Так она сказала, моя жена, наделенная деликатной душой.
Ты проявляешь нетерпение. Наконец-то ты начинаешь реагировать на мои разглагольствования: надуваешь щеки, шумно вздыхаешь и брызжешь пеной во все стороны. Ты полагаешь, конечно, что я слишком затягиваю свой рассказ, останавливаясь на совершенно излишних подробностях; припоминаю какие-то ненужные мелочи, лишь бы уйти от главного. Поверь, не следует судить меня так строго. Я понимаю, что тебе все это не интересно — не интересно и не важно. Разумеется, не важно: ведь и ты ограждаешь себя от чужой боли.
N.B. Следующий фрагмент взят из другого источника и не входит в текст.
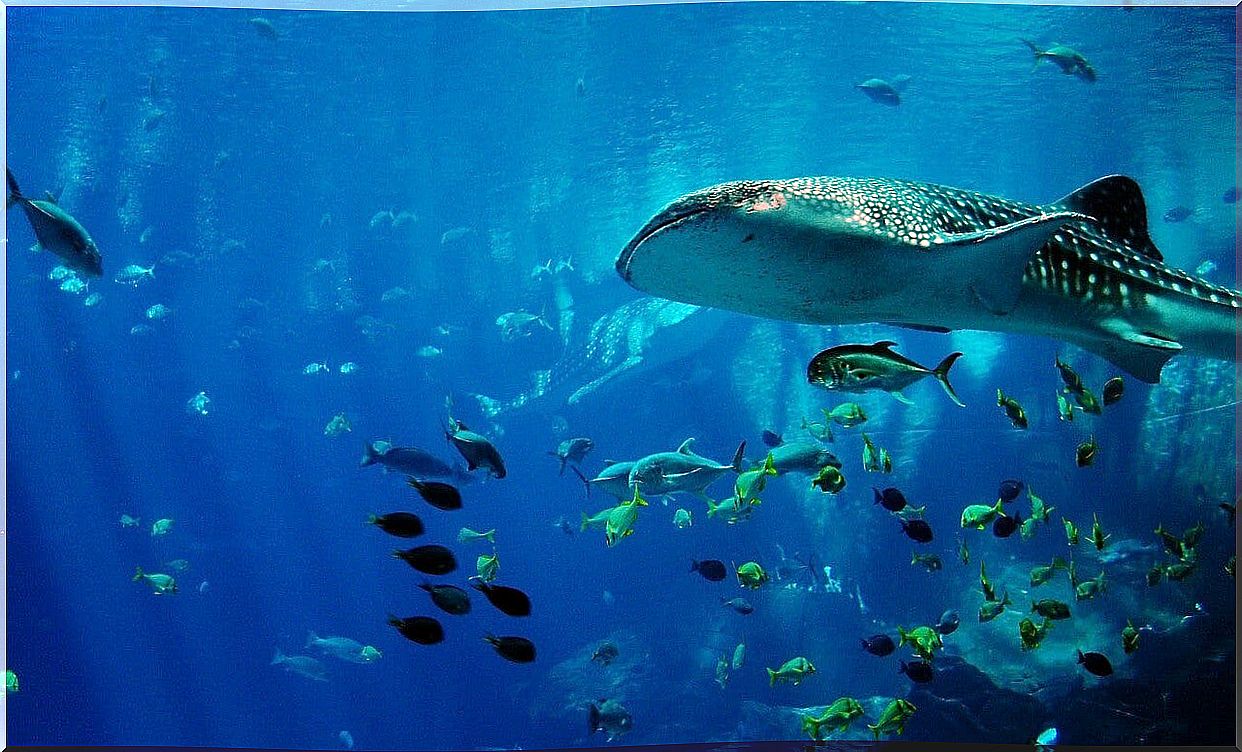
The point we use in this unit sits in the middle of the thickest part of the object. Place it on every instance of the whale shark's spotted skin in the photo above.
(855, 250)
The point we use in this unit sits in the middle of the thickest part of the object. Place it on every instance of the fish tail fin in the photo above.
(585, 482)
(738, 458)
(942, 374)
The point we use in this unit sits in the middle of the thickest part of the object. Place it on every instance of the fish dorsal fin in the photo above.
(994, 261)
(1120, 213)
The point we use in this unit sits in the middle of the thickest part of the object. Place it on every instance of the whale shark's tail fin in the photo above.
(942, 374)
(14, 192)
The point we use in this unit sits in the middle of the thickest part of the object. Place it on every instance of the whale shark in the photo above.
(637, 337)
(873, 250)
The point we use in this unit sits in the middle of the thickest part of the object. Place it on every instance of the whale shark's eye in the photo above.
(770, 201)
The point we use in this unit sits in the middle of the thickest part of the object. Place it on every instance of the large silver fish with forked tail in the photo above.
(862, 250)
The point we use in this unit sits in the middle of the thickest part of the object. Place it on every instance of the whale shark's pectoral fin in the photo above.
(996, 257)
(1142, 354)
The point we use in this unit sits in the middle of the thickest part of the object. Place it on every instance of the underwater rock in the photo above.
(964, 705)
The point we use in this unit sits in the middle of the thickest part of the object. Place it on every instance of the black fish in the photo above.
(919, 671)
(739, 604)
(917, 531)
(509, 600)
(879, 645)
(476, 449)
(451, 599)
(711, 569)
(518, 650)
(1096, 663)
(1178, 214)
(57, 231)
(442, 496)
(1010, 490)
(891, 499)
(605, 653)
(1113, 390)
(422, 630)
(403, 525)
(429, 559)
(1004, 525)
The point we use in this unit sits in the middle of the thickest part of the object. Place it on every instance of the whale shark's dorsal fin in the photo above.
(999, 256)
(1117, 205)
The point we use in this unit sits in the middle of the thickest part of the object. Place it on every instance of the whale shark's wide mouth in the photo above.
(662, 221)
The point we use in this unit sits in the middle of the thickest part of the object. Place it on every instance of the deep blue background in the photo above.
(275, 154)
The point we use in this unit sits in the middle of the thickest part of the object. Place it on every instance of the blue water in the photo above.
(555, 134)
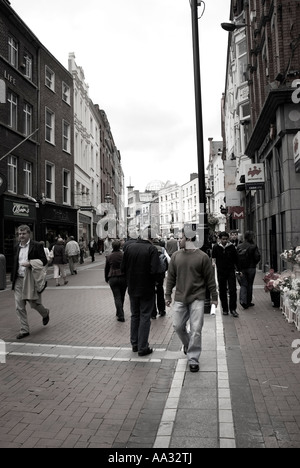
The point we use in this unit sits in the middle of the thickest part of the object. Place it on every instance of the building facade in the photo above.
(272, 30)
(36, 125)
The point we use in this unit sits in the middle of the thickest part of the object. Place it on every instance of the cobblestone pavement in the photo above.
(76, 382)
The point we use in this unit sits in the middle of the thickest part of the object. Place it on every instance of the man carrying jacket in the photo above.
(225, 257)
(141, 265)
(27, 251)
(190, 270)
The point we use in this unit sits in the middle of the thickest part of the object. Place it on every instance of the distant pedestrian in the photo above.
(159, 303)
(224, 255)
(72, 252)
(191, 272)
(172, 245)
(60, 261)
(116, 278)
(82, 247)
(108, 246)
(233, 237)
(29, 256)
(92, 249)
(141, 265)
(249, 256)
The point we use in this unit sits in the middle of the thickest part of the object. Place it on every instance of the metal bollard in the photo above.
(2, 272)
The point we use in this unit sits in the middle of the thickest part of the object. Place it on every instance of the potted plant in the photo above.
(272, 282)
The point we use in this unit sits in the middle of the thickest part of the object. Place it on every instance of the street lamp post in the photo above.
(199, 120)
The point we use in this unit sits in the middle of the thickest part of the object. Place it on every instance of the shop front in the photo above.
(15, 212)
(55, 220)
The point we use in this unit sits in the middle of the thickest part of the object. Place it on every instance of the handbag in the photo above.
(50, 257)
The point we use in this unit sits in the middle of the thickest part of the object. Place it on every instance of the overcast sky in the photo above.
(137, 58)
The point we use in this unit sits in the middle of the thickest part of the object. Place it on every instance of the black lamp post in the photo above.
(199, 120)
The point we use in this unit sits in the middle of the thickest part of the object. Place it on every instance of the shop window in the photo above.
(12, 165)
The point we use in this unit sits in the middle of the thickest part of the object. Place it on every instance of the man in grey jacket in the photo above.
(191, 271)
(26, 251)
Надо полагать, по твоему мнению, именно для этого и сооружают молы в портах.
В один из дней в дверь постучали, и вошла Аяла. Как всегда, легкая, летняя, с растрепанными волосами, распространяющая запахи моря и загара. Рут встретила ее слабой улыбкой, немного натянутой. Хорошо, что ты пришла. Они дотронулись друг до друга. Я ушел в спальню и бросился на кровать. Голова моя раскалывалась. Они сидели в кухне и шепотом беседовали. Так моя мама шепталась на идише с бабушкой Хени и сообщала о дурном поведении отца. Потом я услышал, как Аяла приближается, перевернулся на живот и закрыл глаза. Аяла сказала:
— Встань и прекрати наконец жалеть себя! Если ты действительно хочешь выйти из этого состояния — начни что-то делать. Помоги себе. Не отравляй все, что тебя окружает. Ты не достоин этого всего. Слишком много хорошего на тебя тратится. — Она говорила, как всегда, спокойно, с легким презрением, которое скручивало меня пополам.